Juste avant, il avait compris qu’encore une fois, il n’était pas dans la bonne file. Comme la centaine de migrants qui attendaient pour un Centre d’Accueil et d’Orientation un bus qui n’est jamais venu. Jeudi, huit bus sur les dix mis en réserve, transportant en tout 226 majeurs et 16 mineurs, sont pourtant encore partis de Calais, selon Didier Leschi, directeur général de l’Office français de l’immigration et de l’intégration (Ofii). « Je suis resté assis sous le pont du matin jusqu’au milieu de l’après-midi », explique Ahmad qui n’a rien compri. « Ensuite, les policiers nous ont demandé d’aller Rue des Mouettes. Et des humanitaires nous disaient encore que nous aurions un bus ». Mais aucun n’est venu.

Mission terminée

Joint par téléphone, l’OFII a déclaré que sa mission était terminée. Celle de France Terre d’Asile, aussi. La préfecture a tenu, elle, à rappeler qu’elle avait beaucoup abrité depuis quatre jours et que les personnes qui restaient n’étaient pas des ressortissants de la jungle de Calais. Selon la version de l’État, tous ceux qui restaient sur le carreau aujourd’hui auraient été « conduits là par des associations ». Ils arriveraient tout droit d’Allemagne, de Hollande, de Belgique ou de Paris, selon la version de l’administration qui ne les a pas rencontrés.

Ahmad refuse d’entendre cette version. Rue des Mouettes, il a pris sa tête adolescente dans ses mains et s’est assoupi. La nuit précédente, il est resté éveillé devant le SAS, à guetter son ouverture. Celle d’avant, il s’est réveillé au rythme des explosions dues aux incendies de la jungle.

Vers 19 heures jeudi, Ahmad a suivi le cortège des autres naufragés de l’évacuation. Avant, il avait entendu le commissaire de police autoriser ses hommes à lever le camp et demander aux migrants de ne pas aller vers la zone en démolition. Personne n’avait de solution à leur proposer. « J’en ai assez d’être ballotté de-ci de-là, comme c’est le cas depuis trois jours » résumait Ahmad hier soir. « On te dit d’aller là, puis de revenir, puis tu ne peux aller nulle part », résumait-il.

Ecole ou mosquée

Le « nulle part » est devenu l’École laïque des Dunes. Vers 19 h 15, après que certains eurent récupéré une couverture et des biscuits en guise de dîner, un petit cortège a démarré vers la Route de Gravelines pour rejoindre l’école désaffectée. Quelques-uns, -car le groupe était conséquent- ont préféré la mosquée.

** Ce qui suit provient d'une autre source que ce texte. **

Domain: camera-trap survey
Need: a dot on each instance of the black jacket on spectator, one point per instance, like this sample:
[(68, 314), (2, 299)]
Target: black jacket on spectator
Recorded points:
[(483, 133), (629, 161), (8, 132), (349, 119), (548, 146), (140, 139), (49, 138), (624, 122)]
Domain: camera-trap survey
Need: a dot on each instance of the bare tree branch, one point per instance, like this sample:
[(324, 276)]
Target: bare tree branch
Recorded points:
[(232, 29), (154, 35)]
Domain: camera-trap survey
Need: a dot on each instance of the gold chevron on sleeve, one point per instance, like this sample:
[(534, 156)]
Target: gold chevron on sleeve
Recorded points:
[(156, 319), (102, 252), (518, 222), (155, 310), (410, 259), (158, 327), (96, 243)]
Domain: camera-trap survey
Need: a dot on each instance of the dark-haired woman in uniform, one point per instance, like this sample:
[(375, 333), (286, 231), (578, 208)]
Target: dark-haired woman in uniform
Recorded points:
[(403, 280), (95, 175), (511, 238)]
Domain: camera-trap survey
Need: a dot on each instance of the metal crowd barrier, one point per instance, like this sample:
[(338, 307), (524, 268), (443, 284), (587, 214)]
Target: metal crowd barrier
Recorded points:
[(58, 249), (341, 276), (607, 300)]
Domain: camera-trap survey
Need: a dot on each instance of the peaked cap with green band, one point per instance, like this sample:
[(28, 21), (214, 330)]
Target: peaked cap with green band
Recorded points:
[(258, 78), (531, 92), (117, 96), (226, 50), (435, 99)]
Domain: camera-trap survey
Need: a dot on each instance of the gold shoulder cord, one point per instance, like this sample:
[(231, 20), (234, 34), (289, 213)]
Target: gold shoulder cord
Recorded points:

À 21 heures, la nuit était déjà là depuis 1 heure 30 quand les migrants ont commencé à s’enrouler dans leur couverture. La petite école est devenue pour eux un refuge et Ahmad a pu goûter là un repos dont son corps adolescent avant besoin.

Contemplant la situation à son arrivée, Jean-Claude Lenoir, le président de Salam, a senti la colère monter. « C’est quand même stupide de gâcher ainsi une opération si bien menée. On tend des verges pour se faire battre », ajoutait-il en contemplant ces jeunes installés là qui sur des chaises, qui à même le sol. « Ça fait des jours que notre association aide le gouvernement dans cette évacuation, qu’on se fait traiter de collabos pour ça. Et là, il nous laisse ce groupe sur les bras… et c’est à nous de nous débrouiller », déplorait le bénévole engagé de longue date dans l’aide aux migrants.

Terminée, la jungle ?

La préfète pouvait difficilement faire demi-tour, elle qui avait déclaré « la jungle, c’est fini » dès mercredi midi. Elle qui avait déjà « vendu » que la page était tournée et que lundi soir la lande serait rendue à la nature. Jeudi soir pourtant une grosse centaine de naufragés de l’évacuation était bien là, revenue dans la jungle faute de mieux. Et la ministre britannique de l’Intérieur demandait à son homologue, Bernard Cazeneuve, de prendre bien soin des migrants mineurs… Reste que rien ne les empêche plus désormais d’être interpellés par la police qui quadrille Calais et ses environs... Pour ces naufragés du démantèlement, l’opération risque d’être plus policière qu’humanitaire.